A un anno dall’adozione delle nuove linee guida nazionali in materia di identificazione, protezione e assistenza delle vittime di sfruttamento lavorativo i soggetti, istituzionali e no, della Rete territoriale di Ravenna si sono seduti ad un tavolo di lavoro finalizzato a individuare i principali profili di criticità connessi al fenomeno dello sfruttamento del lavoro,  definire strategie condivise d’intervento e promuovere un lavoro di rete e multi-agenzia. Strumenti che, sempre di più anche negli atti d’indirizzo, sono promossi come metodologia efficace e necessaria per l’identificazione e il contrasto dello sfruttamento lavorativo.
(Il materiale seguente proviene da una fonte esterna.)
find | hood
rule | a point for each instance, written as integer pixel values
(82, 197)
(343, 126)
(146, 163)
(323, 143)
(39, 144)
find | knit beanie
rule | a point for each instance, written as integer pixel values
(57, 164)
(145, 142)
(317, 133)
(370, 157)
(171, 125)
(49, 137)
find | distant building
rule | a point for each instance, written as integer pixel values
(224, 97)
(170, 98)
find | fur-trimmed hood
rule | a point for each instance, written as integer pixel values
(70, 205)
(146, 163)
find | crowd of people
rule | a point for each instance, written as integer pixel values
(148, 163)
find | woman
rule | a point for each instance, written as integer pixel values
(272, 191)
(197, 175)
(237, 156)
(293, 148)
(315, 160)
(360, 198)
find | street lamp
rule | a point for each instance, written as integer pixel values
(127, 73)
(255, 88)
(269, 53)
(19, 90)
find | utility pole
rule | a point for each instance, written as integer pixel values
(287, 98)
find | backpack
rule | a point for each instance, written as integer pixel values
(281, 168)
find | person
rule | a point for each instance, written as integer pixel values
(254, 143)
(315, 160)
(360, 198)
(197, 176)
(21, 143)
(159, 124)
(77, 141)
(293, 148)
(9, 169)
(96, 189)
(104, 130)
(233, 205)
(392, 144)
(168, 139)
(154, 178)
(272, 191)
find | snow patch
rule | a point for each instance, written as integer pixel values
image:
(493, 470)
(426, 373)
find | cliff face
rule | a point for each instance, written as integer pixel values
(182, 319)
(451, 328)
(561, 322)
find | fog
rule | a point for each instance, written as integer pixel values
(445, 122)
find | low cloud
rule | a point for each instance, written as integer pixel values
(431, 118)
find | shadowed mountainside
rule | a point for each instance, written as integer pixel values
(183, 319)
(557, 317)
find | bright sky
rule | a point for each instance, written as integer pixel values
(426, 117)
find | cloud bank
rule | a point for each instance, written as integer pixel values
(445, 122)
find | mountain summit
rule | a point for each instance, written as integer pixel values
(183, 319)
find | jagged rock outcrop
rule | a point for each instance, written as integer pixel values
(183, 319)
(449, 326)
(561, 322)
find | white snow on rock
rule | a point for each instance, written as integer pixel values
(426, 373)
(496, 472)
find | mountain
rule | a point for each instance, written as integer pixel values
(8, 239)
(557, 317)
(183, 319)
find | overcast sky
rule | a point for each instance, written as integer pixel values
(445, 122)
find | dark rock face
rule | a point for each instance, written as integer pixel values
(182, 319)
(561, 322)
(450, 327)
Sebbene l’immagine del bracciante, per lo più migrante, sfruttato nelle serre e costretto ad alloggiare in baracche in condizioni degradati, resti un’immagine ancora drammaticamente reale in molte storie di vita delle operaie e degli operai impiegati nel nostro sistema produttivo, è pur vero che nella maggior parte dei casi, oggi, il fenomeno dello sfruttamento lavorativo presenta connotati molto diversi, per settore e per modalità. Assumere come dato questo elemento empirico rappresenta il punto di partenza essenziale per una corretta strategia d’intervento.  Sempre più spesso, le operatrici e gli operatori della Rete si trovano di fronte a forme di sfruttamento non aggravato, fenomeni di grigio nei quali il limite fra illecito civile e penale è sempre più sfumato. Sfruttatori gentili che sostituiscono forme di violenza fisica a stati di soggezione e alienazione delle lavoratrici e dei lavoratori (complessi da rilevare, ma ancor più da provare), che sfruttano forme di lavoro flessibile per nascondere condotte sempre più raffinate di sfruttamento, o, ancora, forme digitali di sfruttamento[1]. Un upgrade (prevedibile!) delle condotte di sfruttamento a cui deve corrispondere un aggiornamento degli strumenti utilizzati per contrastarne il fenomeno.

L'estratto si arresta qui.